After 20 years working at Taco Bell, one worker told Insider he was leaving because customers had become too picky over the past year.
The worker, whose employment was confirmed by Insider and who asked to remain anonymous for fear of impacting his future job, has worked in the fast food industry for years, spending six years at McDonald’s before his two-decade career at Taco Bell.
“Fast food is pretty much the only thing I’ve ever experienced,” he told Insider. If customers hadn’t become so unreasonable and angry, “I probably would have kept doing what I was doing. I loved my job until Covid hit.”
The employee says things have gotten particularly bad since the onset of the COVID-19 pandemic in early 2020. Customers have become more critical and angry towards service workers, and suddenly “people think it’s perfectly okay to be intolerant, to demand things and just be unreasonable,” he said, to the point that his job is “almost untenable.”
This customer shift is partly due to rapid advances in technology used by fast food chains, such as online ordering, and people getting used to being at home and having everything delivered, said the worker. Many customers are “starting to think of fast food as their personal catering service,” the worker said, with extreme edits to every item and no empathy or understanding for overworked workers.
Understaffed stores and burnt-out workers exacerbate these issues, the worker told Insider. He was a senior shift supervisor when he left, regularly working 60 hours a week, but all crew members were required to work a minimum of 45 hours a week, he said. The effects of disgruntled customers and overwork are evident in the restaurant: in the past two weeks, three separate employees have collapsed and had to leave during their shifts, and it has also had its first
in 27 years, he told Insider.
“That’s when I realized it was time for me to come out.”
Tired workers are quitting food service jobs across the country. A group of five workers, including a general manager, quit their jobs at Austin Chipotle together earlier this month for endless digital orders.
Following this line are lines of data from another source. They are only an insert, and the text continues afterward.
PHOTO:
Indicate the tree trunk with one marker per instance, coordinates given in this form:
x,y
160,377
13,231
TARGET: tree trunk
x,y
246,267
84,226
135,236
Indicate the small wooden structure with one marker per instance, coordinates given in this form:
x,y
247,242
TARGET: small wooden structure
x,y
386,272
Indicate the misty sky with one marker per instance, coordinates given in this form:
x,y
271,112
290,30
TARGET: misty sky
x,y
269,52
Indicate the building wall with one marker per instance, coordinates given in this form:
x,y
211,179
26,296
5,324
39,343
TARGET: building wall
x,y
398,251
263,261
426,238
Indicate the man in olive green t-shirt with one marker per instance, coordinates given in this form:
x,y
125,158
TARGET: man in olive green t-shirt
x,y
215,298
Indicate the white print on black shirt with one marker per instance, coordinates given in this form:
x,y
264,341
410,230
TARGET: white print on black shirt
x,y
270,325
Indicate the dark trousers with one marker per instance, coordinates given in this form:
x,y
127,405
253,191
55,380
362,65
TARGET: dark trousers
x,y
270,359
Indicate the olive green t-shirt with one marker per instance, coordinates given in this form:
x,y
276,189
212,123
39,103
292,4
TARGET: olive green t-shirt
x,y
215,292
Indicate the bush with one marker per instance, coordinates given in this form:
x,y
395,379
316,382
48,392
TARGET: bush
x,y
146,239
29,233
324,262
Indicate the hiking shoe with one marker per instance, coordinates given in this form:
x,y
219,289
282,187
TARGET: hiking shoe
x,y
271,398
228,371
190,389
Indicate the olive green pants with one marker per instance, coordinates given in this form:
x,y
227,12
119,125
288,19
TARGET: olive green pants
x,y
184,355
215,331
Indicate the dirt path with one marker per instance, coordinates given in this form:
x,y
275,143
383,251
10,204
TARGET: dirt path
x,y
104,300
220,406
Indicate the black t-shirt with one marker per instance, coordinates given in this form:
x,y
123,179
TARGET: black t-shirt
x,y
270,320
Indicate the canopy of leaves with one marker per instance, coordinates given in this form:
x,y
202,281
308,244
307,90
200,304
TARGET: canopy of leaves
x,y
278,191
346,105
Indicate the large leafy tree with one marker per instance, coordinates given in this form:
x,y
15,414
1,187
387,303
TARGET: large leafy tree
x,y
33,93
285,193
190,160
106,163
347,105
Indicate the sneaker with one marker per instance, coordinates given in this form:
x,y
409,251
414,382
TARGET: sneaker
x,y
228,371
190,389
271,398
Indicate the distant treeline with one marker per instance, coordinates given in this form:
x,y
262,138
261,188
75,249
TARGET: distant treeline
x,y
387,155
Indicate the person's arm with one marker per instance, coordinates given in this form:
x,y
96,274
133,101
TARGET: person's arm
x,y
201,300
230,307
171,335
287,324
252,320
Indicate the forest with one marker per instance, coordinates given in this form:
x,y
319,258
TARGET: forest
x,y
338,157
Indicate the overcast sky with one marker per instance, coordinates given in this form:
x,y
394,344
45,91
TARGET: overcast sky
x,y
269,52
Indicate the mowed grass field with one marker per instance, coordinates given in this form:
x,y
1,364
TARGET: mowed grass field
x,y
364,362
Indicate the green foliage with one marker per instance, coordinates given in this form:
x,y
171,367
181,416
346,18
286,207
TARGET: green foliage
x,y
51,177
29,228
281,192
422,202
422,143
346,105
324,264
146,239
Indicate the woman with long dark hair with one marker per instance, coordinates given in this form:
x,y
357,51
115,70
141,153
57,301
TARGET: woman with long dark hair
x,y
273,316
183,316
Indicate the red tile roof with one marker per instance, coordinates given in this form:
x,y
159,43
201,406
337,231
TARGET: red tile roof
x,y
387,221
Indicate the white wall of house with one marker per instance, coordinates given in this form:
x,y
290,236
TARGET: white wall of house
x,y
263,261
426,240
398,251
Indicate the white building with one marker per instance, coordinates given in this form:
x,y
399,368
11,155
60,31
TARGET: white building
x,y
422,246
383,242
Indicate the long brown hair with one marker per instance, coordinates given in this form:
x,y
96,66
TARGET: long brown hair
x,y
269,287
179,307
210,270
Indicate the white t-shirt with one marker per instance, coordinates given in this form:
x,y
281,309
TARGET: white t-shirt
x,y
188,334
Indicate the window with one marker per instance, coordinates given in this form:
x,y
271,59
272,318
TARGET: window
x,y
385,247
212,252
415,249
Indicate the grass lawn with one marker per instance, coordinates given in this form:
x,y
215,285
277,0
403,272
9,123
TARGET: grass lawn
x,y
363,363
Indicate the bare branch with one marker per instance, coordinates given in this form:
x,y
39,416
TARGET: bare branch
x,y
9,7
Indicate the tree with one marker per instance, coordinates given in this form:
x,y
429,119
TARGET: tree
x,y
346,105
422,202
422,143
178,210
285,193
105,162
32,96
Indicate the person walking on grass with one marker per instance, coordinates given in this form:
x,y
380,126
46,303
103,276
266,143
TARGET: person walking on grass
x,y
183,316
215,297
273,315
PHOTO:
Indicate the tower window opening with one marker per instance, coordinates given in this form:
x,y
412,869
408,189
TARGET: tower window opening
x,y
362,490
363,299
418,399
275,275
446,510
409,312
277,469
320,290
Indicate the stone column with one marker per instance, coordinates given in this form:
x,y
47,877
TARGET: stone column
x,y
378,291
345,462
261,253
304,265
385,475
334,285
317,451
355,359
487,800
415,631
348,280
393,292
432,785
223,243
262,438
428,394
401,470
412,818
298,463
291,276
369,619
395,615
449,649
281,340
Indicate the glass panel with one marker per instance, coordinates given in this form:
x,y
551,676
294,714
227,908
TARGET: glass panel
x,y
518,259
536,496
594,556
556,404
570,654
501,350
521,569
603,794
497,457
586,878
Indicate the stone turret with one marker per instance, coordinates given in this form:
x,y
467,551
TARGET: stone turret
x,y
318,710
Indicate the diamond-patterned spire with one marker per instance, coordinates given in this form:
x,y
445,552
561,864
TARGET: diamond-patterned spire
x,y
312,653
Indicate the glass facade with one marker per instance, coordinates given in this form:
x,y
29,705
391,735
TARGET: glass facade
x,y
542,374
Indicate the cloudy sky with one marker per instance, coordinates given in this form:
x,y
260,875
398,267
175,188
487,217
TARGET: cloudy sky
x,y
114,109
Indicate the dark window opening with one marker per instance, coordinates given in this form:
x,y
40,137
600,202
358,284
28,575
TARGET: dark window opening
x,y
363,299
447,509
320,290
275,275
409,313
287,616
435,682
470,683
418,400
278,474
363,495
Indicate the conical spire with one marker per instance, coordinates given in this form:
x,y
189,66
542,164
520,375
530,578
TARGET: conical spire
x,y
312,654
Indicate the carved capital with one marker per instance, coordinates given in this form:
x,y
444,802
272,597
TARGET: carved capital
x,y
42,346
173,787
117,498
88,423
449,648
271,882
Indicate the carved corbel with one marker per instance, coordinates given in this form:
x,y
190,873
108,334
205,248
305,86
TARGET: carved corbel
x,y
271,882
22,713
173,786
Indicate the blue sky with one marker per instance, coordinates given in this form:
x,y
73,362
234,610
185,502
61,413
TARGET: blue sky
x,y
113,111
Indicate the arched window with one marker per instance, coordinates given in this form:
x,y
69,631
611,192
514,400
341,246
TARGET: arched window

Chipotle, Taco Bell, and the entire restaurant industry have recently seen cases of workers leaving and quitting as a symptom of what is being called a labor shortage. Business owners say they are unable to find staff, and some even cite a lack of desire to work. But workers say they can demand better wages and benefits in a tight labor market. This mismatch has led restaurants to reduce their opening hours and close their dining rooms.
According to restaurant workers surveyed by Lightspeed, 62% said customers are more demanding than ever. This matches other data from the industry, including a majority of restaurant workers reporting emotional abuse and disrespect from customers. Among restaurateurs, 72% agree that customer behavior has deteriorated over the past year.